Oía yo aquello y, al no ser tonto, me daba cuenta de que lo que aquel Preboste veía era el brillo del auricalco, cuya provisión sería de incalculable beneficio para un mercado de comerciantes estelares como era Brenda, pudiendo convertirlo en encrucijada de comercio y aun en cabeza de imperio. Pero ello más me tranquilizaba que inquietaba, pues mayormente molesto estaría de serme ofrecido algo sin pedirme a cambio nada, y por otra parte, si Brenda prosperaba, también lo haría yo si brendano me hacía, sobre todo siendo patrocinador y causa de tal prosperidad.

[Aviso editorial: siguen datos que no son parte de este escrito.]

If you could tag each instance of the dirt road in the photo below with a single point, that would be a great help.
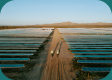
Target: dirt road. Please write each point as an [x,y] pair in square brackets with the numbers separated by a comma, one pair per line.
[58,67]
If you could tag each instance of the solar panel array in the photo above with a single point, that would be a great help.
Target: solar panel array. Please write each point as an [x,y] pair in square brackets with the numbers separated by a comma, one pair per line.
[20,45]
[90,43]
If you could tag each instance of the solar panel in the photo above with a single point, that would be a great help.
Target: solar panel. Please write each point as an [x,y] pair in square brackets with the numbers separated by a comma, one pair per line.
[95,61]
[97,69]
[17,50]
[15,54]
[89,45]
[14,59]
[94,56]
[11,65]
[20,44]
[92,52]
[91,49]
[107,43]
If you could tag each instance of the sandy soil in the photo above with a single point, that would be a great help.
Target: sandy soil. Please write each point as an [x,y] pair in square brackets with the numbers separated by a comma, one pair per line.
[48,67]
[58,67]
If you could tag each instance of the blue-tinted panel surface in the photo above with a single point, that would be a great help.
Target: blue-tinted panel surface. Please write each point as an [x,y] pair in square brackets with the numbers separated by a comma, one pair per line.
[94,61]
[14,59]
[92,52]
[96,69]
[11,65]
[97,56]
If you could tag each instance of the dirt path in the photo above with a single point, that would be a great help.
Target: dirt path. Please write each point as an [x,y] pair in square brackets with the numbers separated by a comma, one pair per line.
[58,67]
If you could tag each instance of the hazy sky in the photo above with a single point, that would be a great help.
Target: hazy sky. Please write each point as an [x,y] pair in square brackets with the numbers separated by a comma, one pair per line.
[31,12]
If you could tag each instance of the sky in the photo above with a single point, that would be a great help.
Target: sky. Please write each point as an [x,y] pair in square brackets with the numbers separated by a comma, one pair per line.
[32,12]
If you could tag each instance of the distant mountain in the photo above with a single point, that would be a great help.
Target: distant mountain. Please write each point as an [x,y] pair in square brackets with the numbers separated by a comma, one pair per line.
[71,23]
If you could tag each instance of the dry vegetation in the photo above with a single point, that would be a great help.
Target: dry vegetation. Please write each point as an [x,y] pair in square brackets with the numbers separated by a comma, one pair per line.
[59,26]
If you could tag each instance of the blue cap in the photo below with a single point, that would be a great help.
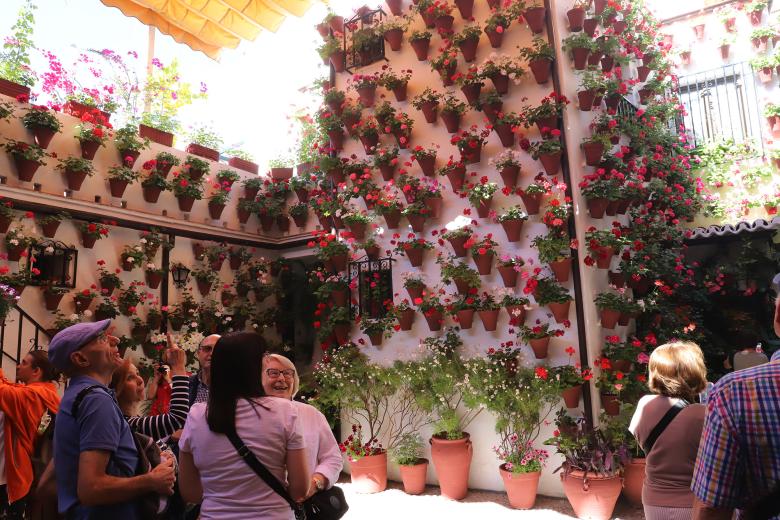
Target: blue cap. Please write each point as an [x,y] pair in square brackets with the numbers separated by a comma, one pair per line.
[68,341]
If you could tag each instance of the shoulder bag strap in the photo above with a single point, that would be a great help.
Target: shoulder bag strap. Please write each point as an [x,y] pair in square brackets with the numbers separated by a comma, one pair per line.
[662,424]
[260,469]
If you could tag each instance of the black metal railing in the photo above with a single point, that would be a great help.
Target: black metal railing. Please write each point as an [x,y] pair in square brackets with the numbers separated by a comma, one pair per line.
[722,103]
[18,330]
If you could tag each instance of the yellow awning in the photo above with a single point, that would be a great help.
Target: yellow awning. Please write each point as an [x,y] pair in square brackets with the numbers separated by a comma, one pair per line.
[211,25]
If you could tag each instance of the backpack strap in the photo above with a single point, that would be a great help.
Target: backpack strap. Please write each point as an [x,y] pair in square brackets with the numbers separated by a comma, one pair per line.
[74,409]
[662,424]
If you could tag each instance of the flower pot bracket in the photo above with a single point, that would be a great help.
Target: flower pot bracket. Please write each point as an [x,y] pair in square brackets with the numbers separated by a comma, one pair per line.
[374,281]
[376,52]
[55,264]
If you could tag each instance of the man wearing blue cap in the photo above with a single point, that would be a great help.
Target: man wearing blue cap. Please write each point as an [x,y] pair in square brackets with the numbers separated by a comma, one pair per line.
[94,451]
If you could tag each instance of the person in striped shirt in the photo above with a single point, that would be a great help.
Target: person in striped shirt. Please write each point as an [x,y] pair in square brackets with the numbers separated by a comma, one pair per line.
[738,464]
[129,388]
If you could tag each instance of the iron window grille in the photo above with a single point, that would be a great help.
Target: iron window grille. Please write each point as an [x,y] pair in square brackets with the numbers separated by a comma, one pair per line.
[375,286]
[52,263]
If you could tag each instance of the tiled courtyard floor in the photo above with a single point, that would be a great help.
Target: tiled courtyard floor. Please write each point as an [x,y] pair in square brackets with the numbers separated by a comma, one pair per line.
[479,505]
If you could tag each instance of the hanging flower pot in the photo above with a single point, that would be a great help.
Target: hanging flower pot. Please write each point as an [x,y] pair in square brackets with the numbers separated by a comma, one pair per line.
[501,82]
[513,229]
[535,17]
[508,275]
[484,263]
[489,319]
[469,49]
[394,38]
[25,168]
[633,480]
[458,246]
[592,497]
[551,163]
[465,318]
[451,121]
[413,476]
[434,319]
[452,462]
[585,98]
[406,319]
[532,202]
[576,18]
[466,8]
[421,48]
[471,91]
[571,396]
[560,311]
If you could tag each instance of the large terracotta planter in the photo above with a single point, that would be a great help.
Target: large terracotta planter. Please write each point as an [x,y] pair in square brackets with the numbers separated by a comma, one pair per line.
[560,311]
[489,319]
[571,396]
[413,477]
[508,275]
[540,347]
[520,487]
[25,168]
[369,474]
[633,480]
[592,497]
[561,269]
[452,462]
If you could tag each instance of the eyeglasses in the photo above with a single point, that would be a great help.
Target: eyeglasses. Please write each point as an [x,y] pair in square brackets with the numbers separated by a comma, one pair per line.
[274,373]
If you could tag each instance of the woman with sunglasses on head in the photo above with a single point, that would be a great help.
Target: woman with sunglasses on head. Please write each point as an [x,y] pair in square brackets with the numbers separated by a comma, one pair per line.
[280,379]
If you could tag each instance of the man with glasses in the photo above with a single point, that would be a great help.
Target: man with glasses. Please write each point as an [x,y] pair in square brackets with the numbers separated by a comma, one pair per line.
[94,451]
[200,381]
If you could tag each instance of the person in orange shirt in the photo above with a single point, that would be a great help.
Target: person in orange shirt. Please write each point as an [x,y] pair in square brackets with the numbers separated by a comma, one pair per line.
[22,406]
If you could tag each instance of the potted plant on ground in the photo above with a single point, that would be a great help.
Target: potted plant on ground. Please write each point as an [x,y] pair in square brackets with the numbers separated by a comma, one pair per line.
[76,169]
[27,158]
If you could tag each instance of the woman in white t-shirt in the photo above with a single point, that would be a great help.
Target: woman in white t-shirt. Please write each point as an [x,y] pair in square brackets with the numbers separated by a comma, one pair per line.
[211,469]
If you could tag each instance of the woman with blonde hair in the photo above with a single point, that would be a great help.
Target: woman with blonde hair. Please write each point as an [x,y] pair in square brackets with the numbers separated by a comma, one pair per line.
[667,425]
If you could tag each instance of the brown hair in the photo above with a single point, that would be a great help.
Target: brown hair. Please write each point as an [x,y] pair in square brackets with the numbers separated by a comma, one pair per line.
[40,359]
[677,370]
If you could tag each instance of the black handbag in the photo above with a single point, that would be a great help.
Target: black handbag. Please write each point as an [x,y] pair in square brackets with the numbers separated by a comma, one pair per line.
[328,504]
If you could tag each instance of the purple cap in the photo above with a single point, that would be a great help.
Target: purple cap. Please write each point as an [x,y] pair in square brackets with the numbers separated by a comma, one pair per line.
[68,341]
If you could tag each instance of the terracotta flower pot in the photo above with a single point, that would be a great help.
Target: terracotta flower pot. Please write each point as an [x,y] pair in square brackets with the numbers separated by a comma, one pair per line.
[369,474]
[560,311]
[484,263]
[541,70]
[520,488]
[489,319]
[576,18]
[466,8]
[551,162]
[611,404]
[415,256]
[434,319]
[597,207]
[532,202]
[571,396]
[25,168]
[633,480]
[465,318]
[413,477]
[452,462]
[535,17]
[451,121]
[540,347]
[406,319]
[420,48]
[508,275]
[469,49]
[592,497]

Terció ahora el banquero, llevando la conversación a un terreno más práctico, en todo de acuerdo con mis pensamientos. Me dijo que, de confiar mis veinte toneladas de auricalco a sus cuidados, se honraría en poner a mi nombre un hermoso palacete con parque, robotes y todos los adelantos modernos a más de asegurarme una renta mensual suficiente para hacerme vivir como príncipe o rey. Dentro de un año, siguió, me ofrecería la oportunidad de asociarme con él, o de aceptar su consejo para invertir parte de mi caudal en algún negocio seguro de tráfico espacial, pero entretanto debería dejar tranquilo mi amarillo metal en sus manos, en la seguridad de que buen uso haría de él, para satisfacción de ambos.

Parecióme bien el negocio, y tras brindar de nuevo con mis recientes amigos, les dije que estaba en principio de acuerdo, dejando la afirmación definitiva para después de hablar con mis compañeros.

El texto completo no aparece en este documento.